Market veterinarians are knowledgeable about the antibiotic sensitivity pattern of a particular salebarn and can be helpful in implementing a program.
Nutritional support can be difficult at salebarns, because of the high turnover rate of cattle as well as the lack of direct cattle ownership by the salebarn operator. At least, cattle should have fresh, clean water and hay available in the holding pens. Ideally, a 55% concentrate ration also would be available, but labor and expense usually make this cost-prohibitive.
Failure to provide adequate nutritional support can cause die off of normal ruminal microflora and can result in decreased fermentative and digestive capacity of the rumen.
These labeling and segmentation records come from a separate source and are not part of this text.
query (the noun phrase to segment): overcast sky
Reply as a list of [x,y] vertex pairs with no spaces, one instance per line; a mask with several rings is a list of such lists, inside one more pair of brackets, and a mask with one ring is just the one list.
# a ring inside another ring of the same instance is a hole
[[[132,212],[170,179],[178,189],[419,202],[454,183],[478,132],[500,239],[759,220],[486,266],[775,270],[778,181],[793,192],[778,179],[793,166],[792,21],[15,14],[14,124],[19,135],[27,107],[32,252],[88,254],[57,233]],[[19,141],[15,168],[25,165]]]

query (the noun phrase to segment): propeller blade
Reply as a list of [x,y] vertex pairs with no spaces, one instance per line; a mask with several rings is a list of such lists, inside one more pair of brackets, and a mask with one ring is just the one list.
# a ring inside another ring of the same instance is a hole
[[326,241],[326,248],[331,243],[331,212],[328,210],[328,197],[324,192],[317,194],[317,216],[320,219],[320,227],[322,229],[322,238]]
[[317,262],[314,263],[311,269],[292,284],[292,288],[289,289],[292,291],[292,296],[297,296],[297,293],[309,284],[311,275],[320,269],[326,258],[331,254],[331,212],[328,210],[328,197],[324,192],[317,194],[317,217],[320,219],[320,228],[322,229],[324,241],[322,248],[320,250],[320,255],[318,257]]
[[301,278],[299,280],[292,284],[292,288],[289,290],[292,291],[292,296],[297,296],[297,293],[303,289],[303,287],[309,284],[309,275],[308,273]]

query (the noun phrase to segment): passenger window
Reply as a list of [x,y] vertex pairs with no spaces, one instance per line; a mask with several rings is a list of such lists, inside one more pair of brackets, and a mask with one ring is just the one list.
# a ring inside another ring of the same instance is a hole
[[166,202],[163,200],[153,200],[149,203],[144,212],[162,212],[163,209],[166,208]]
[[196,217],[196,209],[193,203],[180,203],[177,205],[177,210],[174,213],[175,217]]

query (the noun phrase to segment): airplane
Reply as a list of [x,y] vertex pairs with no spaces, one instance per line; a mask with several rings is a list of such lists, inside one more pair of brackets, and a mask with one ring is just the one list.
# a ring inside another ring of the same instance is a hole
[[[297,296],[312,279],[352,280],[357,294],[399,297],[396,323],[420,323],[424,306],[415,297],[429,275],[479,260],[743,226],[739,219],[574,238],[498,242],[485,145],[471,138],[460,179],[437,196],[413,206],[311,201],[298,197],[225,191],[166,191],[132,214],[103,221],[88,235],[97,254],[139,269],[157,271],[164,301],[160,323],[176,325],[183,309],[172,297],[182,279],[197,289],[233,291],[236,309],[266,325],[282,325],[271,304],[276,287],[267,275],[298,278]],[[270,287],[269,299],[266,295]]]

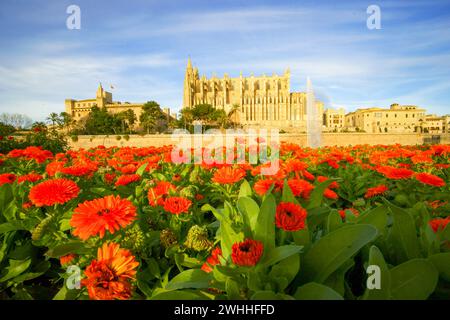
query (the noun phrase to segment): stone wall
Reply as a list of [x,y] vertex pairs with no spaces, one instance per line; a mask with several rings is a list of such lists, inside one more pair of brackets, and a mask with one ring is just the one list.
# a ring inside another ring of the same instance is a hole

Probiotics have become popular in treating ruminal malfunction; they are quick and easy to give.
The easier and more economical that preshipment procedures are to perform, the more likely you will get cooperation in carrying out these procedures at the point of origin. Ongoing communication with the people who execute the program is necessary to ensure results.
Generally, the impetus for initiating a preshipment program starts with the buyer. The veterinarian involved in the salebarn or with the order buyer also can initiate cost-effective programs that will benefit the client and the health of the cattle care.